Can the IRS take my house if l owe back taxes?

The IRS can seize just about anything you own-including your home and pension plans. There is a list of items exempt by federal law from IRS seizures, but it is hardly generous, and it doesn't include your residence. Moreover, state homestead-protection laws don't apply to the IRS. With that said, the good news is that the federal Taxpayer Bill of Rights discourages the IRS from taking homes of people who owe back taxes. In addition, the IRS doesn't like the negative publicity generated when it takes a home, unless of course it is the home of a notorious public enemy.

Nevertheless, if the IRS collection division has tried-and failed-to get any cooperation from a tax debtor (for example, if the debtor has not answered correspondence or returned phone calls, or has made threats, lied about income, or hidden assets), the IRS may go after a residence as a last resort. An IRS tax collector can't make the decision on his or her own-it must come from top IRS personnel.

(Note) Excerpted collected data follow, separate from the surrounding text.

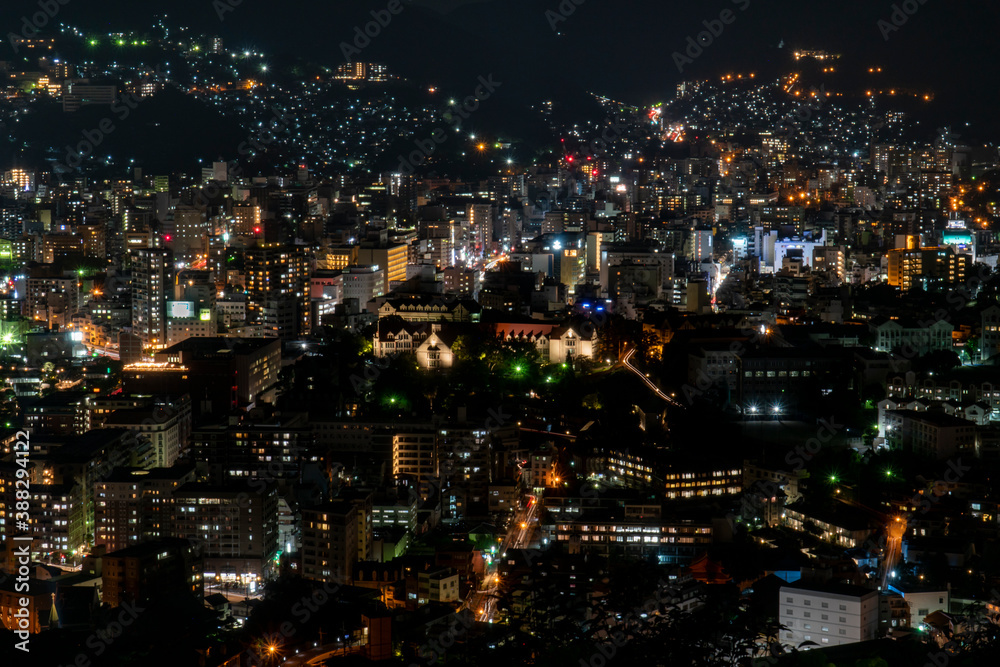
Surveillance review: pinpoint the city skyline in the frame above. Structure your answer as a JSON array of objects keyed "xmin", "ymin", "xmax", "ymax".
[{"xmin": 1, "ymin": 1, "xmax": 1000, "ymax": 666}]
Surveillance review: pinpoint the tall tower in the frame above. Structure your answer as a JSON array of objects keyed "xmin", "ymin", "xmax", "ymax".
[
  {"xmin": 245, "ymin": 244, "xmax": 308, "ymax": 338},
  {"xmin": 131, "ymin": 247, "xmax": 173, "ymax": 351}
]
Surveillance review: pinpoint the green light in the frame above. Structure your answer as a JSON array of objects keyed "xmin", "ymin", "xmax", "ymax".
[
  {"xmin": 829, "ymin": 475, "xmax": 838, "ymax": 483},
  {"xmin": 514, "ymin": 366, "xmax": 522, "ymax": 373},
  {"xmin": 89, "ymin": 40, "xmax": 99, "ymax": 46},
  {"xmin": 117, "ymin": 39, "xmax": 125, "ymax": 46}
]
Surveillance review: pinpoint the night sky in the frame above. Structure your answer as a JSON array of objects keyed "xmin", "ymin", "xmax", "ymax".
[{"xmin": 3, "ymin": 0, "xmax": 1000, "ymax": 138}]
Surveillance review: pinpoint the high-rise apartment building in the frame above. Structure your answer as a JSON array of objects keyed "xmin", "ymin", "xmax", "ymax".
[
  {"xmin": 171, "ymin": 482, "xmax": 279, "ymax": 587},
  {"xmin": 131, "ymin": 247, "xmax": 173, "ymax": 351},
  {"xmin": 301, "ymin": 501, "xmax": 359, "ymax": 584},
  {"xmin": 886, "ymin": 246, "xmax": 969, "ymax": 291},
  {"xmin": 232, "ymin": 204, "xmax": 262, "ymax": 236},
  {"xmin": 245, "ymin": 244, "xmax": 308, "ymax": 337}
]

If the IRS lets you know that it plans to take your house, your Congress person may be able to intervene and put some pressure on the IRS to stop the seizure. And if the seizure would add you and your family to the ranks of the homeless, you can plead that the seizure would create a substantial hardship.

In the unhappy event the IRS does seize your home, all may not be lost. The IRS must sell the home at public auction, usually held about 45 days after the seizure. 'Then, the high bidder at auction must wait 180 days to get clear title. In this interim period, you have the right to redeem (buy back) the home by coming up with the bid price plus interest.